Les vieux-croyants unis à l’Église orthodoxe russe (« edinovertsy ») : hier, aujourd’hui et demain

Au XVIIème siècle, des fidèles se sont séparés de l’Église orthodoxe russe en raison de la réforme liturgique introduite par le patriarche Nikon (+1681) et ont fondé le mouvement des « vieux-croyants » qui s’est séparé de l’Église officielle et existe encore de nos jours, dirigé par le métropolite Corneille. Toutefois, certains d’entre eux se sont réunis au XVIIIème siècle à l’Église orthodoxe russe, tout en gardant leurs rites anciens. Ce mouvement, qui subsiste encore de nos jours, est désigné en russe par le terme « edinovérié », littéralement « partageant la même foi ». Les membres de ce mouvement sont appelés « edinovertsy » Nous publions ci-dessous un article de Vladimir Basenkov, paru sur le site Pravoslavie.ru sur l’histoire de cette communauté, sa vie présente et les perspectives d’avenir que lui prête l’auteur de l’article.

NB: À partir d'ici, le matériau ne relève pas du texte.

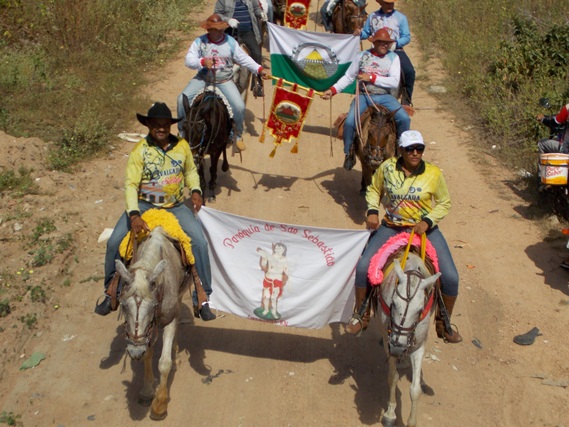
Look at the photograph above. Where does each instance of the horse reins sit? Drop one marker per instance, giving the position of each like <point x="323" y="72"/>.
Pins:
<point x="398" y="328"/>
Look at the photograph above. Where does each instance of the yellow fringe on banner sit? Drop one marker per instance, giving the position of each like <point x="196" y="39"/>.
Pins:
<point x="262" y="137"/>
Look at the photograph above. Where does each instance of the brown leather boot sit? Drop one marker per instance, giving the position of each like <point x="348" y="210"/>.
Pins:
<point x="357" y="324"/>
<point x="453" y="337"/>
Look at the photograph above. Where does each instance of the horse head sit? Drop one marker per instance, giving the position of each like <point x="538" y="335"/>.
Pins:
<point x="139" y="302"/>
<point x="407" y="303"/>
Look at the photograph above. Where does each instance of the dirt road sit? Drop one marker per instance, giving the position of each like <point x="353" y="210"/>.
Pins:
<point x="235" y="372"/>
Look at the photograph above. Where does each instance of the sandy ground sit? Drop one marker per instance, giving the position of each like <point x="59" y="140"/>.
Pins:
<point x="235" y="372"/>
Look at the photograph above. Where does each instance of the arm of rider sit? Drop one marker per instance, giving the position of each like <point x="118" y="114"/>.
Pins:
<point x="364" y="77"/>
<point x="137" y="224"/>
<point x="233" y="23"/>
<point x="372" y="222"/>
<point x="197" y="200"/>
<point x="421" y="227"/>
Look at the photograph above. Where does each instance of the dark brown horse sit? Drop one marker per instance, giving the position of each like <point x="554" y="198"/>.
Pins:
<point x="207" y="126"/>
<point x="347" y="17"/>
<point x="376" y="143"/>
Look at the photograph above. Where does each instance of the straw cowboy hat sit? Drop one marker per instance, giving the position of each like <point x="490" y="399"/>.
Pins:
<point x="159" y="110"/>
<point x="215" y="22"/>
<point x="383" y="34"/>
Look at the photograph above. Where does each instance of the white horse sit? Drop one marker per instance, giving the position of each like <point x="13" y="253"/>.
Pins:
<point x="407" y="300"/>
<point x="150" y="300"/>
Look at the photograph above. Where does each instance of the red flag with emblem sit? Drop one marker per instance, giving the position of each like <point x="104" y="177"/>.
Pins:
<point x="296" y="14"/>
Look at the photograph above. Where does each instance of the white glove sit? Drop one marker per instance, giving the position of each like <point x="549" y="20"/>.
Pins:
<point x="233" y="23"/>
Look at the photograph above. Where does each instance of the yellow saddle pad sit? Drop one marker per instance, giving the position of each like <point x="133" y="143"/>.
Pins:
<point x="159" y="218"/>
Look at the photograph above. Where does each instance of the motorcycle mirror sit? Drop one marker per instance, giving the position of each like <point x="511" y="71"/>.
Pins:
<point x="544" y="102"/>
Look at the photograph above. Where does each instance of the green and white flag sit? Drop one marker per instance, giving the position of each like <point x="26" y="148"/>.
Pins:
<point x="314" y="60"/>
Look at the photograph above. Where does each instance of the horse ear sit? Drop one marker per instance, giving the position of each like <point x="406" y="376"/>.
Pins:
<point x="123" y="271"/>
<point x="186" y="103"/>
<point x="399" y="271"/>
<point x="157" y="271"/>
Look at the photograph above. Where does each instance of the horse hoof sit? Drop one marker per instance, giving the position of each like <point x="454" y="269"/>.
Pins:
<point x="158" y="417"/>
<point x="145" y="400"/>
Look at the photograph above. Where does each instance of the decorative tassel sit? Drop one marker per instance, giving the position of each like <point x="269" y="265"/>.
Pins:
<point x="294" y="149"/>
<point x="262" y="137"/>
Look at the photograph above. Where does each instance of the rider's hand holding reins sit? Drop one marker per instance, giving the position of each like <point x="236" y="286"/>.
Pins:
<point x="197" y="200"/>
<point x="327" y="95"/>
<point x="372" y="222"/>
<point x="137" y="224"/>
<point x="421" y="227"/>
<point x="364" y="77"/>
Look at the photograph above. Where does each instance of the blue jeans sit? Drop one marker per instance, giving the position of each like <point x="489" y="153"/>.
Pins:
<point x="449" y="276"/>
<point x="189" y="224"/>
<point x="228" y="89"/>
<point x="402" y="119"/>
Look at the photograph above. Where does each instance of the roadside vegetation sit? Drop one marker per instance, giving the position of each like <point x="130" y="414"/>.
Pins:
<point x="501" y="57"/>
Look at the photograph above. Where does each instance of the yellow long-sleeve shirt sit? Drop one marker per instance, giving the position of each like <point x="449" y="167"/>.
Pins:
<point x="408" y="200"/>
<point x="159" y="176"/>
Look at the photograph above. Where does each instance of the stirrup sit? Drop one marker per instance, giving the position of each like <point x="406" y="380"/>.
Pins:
<point x="354" y="321"/>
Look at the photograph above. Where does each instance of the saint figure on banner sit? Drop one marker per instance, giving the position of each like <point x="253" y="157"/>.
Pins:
<point x="276" y="268"/>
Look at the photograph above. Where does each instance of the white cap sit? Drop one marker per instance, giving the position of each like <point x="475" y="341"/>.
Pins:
<point x="411" y="137"/>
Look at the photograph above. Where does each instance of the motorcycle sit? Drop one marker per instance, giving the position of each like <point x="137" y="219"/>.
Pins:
<point x="553" y="165"/>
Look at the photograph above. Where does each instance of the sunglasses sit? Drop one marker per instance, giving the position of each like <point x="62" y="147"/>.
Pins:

Les vieux-croyants edinovertsy constituent un phénomène intéressant et profond dans l’Église russe, dont on n’a pas encore entièrement saisi le sens jusqu’à nos jours. C’est une sorte de pont entre la Russie et l’État russe, depuis Pierre le Grand jusqu’à maintenant. Prêtons attention à la définition de l’edinovérié donnée par le hiéromartyr Simon (Chleïev), le premier évêque de ces vieux-croyants unis à l’Église russe : « Opposé au au schisme, l’edinovérié est l’ensemble des paroisses de l’Église russe, unies avec celle-ci dans la foi, mais différentes par rapport à elle quant au rite. L’edinovérié est une section du vieux-ritualisme, acceptée dans la communion de l’Église de Russie sur la base de l’unité de la foi … L’edinovérié est le vieux-ritualisme réconcilié avec l’Église russe et universelle ». Le « vieux-ritualisme », il est important de prêter attention à ce terme. Ce ne serait pas un péché de qualifier les membres de l’edinovérié de « vieux-croyants » si l’on s’adresse à un large public. Oui, ce sont des paroisses dans lesquelles est maintenu l’ordo liturgique en vigueur jusqu’aux réformes du patriarche Nikon. Les membres de l’edinovérié sont des vieux-croyants qui sont dans l’Église, dans sa plénitude.

On considère habituellement que ce mouvement remonte à 1800. Le 27 octobre de cette année-là, les conditions auxquelles les vieux-croyants pouvaient être reçus dans la communion de l’Église orthodoxe russe, avec les remarques du métropolite de Moscou Platon (Levchine), ont été confirmées par l’empereur Paul Ier. Toutefois, ces règles contenaient une série de restrictions, dans le but d’éviter que les orthodoxes passent à l’edinovérié. Par exemple, le paroissien d’une église orthodoxe habituelle ne pouvait communier chez le prêtre appartenant à l’edinovérié qu’en cas de danger de mort. Il convient de mentionner que du côté du Saint-Synode, l’edinovérié était conçue comme un projet missionnaire et que le métropolite Platon considérait les vieux-croyants comme « se trouvant dans l’erreur par ignorance ». Et naturellement, il escomptait que dans un certain temps, les paroisses d’ancien rite fusionneraient complètement avec l’Église, passant même au rite nouveau. Toutefois, les choses ne se produisirent pas ainsi. Les vieux-croyants qui s’étaient prononcés volontairement pour l’unité, comprenaient le préjudice que comportait le fait de se trouver en dehors de la communion eucharistique avec l’Église-mère. Les offices selon les livres vieux-ritualistes et l’observance indéfectible de l’ancien mode de vie paroissial russe, à l’église, dans la famille et la vie personnelle, constituaient pour « les zélateurs de l’ancienne piété » un monolithe avec les dogmes. Sous le règne de l’empereur Nicolas Ier, les positions de l’edinovérié se renforcèrent de façon significative. Hélas, non sans immixtion administrative et pression sur les représentants des factions des vieux-croyants. Il est erroné d’accuser les membres habituels de l’edinovérié des méthodes violentes de « libération » des églises et des monastères appartenant aux vieux-croyants (schismatiques). L’approche administrative, bureaucratique et militaire du gouvernement pour « la guérison du schisme » en est responsable. Les monastères vieux-croyants dans les régions d’Irgiz, de Tchernigov, Nijni-Novgorod et d’autres endroits de l’empire sont passés à l’edinovérié. Des paroisses de ce dernier mouvement sont apparues à Moscou, aux cimetières Rogojsky et Preobrajensky, dans les centres vieux-croyants. À la fin du règne de Nicolas Ier, il y avait 179 paroisses de l’edinovérié, 200.000 personnes déclaraient y appartenir.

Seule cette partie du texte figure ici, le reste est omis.